The Honda VFR1200F shines when it comes to performance. The awkward-to-begin-with riding position makes complete sense when you get the chance to have some fun. It steers and responds to your inputs like a sportsbike, holds a line better than any other sports-tourer available, and has more instantly-available power on tap too. The power delivery is a little abrupt – I feared spinning the rear wheel when exiting wet corners. It would be nice if Honda fitted traction-control into the VFR1200F. It already weighs around 300 kilograms, so what difference is a few more kilos going to make?

If the counter argument is that the Honda VFR1200F is built with cost in mind, then why does it cost so much? Bear in mind, it appears to be fitted with so little. Anyway, it handled all of the high-speed tests we could throw at it, with the same ease it handled the hard-cornering stuff. It's particularly impressive through town, considering the bulk and the dimensions. I never expected that I would wanted to try the Honda VFR1200F on a race track.

The riding position may feel odd at first, your arms not quite in tune with your legs, but the more time you spend on the VFR1200F the more it makes sense.
For fuel efficiency lots has been said of the tank range of the Honda VFR1200F. In the touring sector, it's reasonable to expect a motorcycle to be able to do 320 kilometers between petrol station stops, the VFR1200F doesn't manage that. But it will do 274 kilometers, by which time you'll probably be looking for a rest anyway.

The key appealing factor for the Honda VFR1200F is the accessibility of the performance. Instant drive in pretty much any gear will make overtaking time of traffic a doddle. It only really starts to run out of power at an indicated 234 km/h, but if you rode this fast all day you'd probably spend as much time at the petrol station as you would on the motorcycle.

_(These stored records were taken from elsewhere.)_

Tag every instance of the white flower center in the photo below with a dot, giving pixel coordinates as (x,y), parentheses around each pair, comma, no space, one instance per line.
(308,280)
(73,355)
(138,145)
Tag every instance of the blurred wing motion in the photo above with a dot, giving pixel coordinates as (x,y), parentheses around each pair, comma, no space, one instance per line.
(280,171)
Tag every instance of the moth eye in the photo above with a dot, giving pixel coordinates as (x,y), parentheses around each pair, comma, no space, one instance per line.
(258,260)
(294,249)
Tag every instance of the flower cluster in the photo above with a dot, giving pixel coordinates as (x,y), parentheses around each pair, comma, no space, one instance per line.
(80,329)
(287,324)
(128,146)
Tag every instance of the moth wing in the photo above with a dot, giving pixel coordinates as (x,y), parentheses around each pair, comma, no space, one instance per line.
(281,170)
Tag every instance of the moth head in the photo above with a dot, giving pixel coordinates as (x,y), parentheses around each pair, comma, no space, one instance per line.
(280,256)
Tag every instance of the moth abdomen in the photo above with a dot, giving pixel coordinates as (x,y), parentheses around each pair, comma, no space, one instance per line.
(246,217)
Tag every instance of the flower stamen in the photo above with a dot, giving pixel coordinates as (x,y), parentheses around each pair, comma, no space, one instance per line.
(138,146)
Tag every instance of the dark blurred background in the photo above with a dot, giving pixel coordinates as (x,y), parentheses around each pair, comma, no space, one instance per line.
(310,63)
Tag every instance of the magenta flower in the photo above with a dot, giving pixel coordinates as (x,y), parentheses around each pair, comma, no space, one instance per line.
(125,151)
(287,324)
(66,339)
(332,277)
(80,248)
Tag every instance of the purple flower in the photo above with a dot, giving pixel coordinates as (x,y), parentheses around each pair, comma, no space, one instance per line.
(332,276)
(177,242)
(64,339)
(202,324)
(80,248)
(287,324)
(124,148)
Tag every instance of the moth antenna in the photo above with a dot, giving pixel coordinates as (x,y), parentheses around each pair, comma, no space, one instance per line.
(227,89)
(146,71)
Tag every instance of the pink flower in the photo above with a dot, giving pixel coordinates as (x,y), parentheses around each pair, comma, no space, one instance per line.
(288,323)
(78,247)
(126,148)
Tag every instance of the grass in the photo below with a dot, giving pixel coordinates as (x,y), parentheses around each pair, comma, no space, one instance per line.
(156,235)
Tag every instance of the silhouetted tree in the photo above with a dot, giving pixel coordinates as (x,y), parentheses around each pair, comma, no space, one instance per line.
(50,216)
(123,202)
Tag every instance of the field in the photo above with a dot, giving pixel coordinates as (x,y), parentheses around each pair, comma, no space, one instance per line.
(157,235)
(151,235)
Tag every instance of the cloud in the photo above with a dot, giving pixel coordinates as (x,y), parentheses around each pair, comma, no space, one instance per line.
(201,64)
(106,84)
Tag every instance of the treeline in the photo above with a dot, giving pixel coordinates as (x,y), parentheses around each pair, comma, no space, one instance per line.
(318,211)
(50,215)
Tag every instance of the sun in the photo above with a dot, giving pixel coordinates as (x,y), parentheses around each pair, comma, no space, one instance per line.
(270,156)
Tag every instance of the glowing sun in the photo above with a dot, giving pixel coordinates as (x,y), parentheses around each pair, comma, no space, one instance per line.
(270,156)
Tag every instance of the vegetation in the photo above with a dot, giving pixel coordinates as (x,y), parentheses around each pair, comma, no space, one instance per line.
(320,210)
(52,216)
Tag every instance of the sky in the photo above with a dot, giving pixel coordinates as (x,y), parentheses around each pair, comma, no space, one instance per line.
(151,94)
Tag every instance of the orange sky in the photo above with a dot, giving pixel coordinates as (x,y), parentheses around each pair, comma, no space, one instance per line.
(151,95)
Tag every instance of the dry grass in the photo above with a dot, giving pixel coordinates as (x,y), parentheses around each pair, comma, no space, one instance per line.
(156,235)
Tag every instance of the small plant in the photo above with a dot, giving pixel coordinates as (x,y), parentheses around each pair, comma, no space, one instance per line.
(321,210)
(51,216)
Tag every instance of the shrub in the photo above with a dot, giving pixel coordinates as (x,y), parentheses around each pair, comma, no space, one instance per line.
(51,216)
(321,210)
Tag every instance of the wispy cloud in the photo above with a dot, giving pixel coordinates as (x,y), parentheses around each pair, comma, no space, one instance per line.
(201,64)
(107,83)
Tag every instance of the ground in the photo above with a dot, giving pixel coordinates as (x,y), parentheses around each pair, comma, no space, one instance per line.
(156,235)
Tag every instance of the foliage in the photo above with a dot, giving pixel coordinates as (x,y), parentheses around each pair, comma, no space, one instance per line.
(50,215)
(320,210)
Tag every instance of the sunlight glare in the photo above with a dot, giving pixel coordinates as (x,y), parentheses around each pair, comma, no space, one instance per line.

As the Honda VFR1200F is a sports-tourer, where's the center-stand, the traction-control and the multi-map fueling? It's not fair to say that, in this sector, motorcycles don't need this kind of stuff, as others sports-tourers in the same price class already have it as standard. It's not a cheap motorcycle and the quality of what's there reflects this, though we do feel that potential owners might have second thoughts at the idea of spending over 900,000 THB on the motorcycle, then having to dig a little deeper to pay for the good stuff.